Quand j’entrai dans sa chambre, ses traits se détendirent.

– Comme tu as tardé!… murmura-t-elle d’une voix faible.

Je voulais m’excuser, mais elle m’interrompit du geste et ordonna aux femmes qui l’entouraient de se retirer.

Dès que nous fûmes seuls:

– Tu es un honnête garçon, n’est-ce pas? me dit-elle… Je vais te donner une grande marque de confiance… On me croit pauvre, on se trompe… Pendant que les miens se ruinaient le plus gaiement du monde, j’économisais les cinq cents louis de pension que me servait annuellement M. le duc mon frère…

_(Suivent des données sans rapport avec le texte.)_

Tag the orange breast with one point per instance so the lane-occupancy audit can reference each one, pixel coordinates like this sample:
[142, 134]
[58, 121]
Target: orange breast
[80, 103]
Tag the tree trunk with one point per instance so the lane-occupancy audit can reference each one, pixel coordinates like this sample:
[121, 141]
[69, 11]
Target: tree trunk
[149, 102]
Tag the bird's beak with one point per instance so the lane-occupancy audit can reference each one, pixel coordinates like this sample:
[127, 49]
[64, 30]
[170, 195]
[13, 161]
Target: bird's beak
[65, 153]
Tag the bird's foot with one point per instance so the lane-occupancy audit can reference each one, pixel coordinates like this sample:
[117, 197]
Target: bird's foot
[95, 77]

Elle me fit signe de m’approcher et de m’agenouiller près de son lit.

J’obéis, et aussitôt Mlle Armande se penchant vers moi, colla presque ses lèvres contre mon oreille et ajouta:

– Je possède quatre-vingt mille livres en or.

J’eus comme un éblouissement, mais ma marraine ne s’en aperçut pas.

– Cette somme, continua-t-elle, n’est pas le quart des anciens revenus de notre maison… Qui sait cependant si elle ne sera pas un jour l’unique ressource des Sairmeuse?… Je vais te la remettre, Lacheneur, je la confie à ta probité et à ton dévouement… On va mettre en vente, dit-on, les terres des émigrés. Si cette affreuse injustice a lieu, tu rachèteras pour soixante-dix mille livres de nos propriétés… Dans le cas contraire, tu feras parvenir cette somme à M. le duc mon frère qui a suivi M. le comte d’Artois. Le surplus, c’est-à-dire les mille pistoles de différence, je te les donne, elles sont à toi…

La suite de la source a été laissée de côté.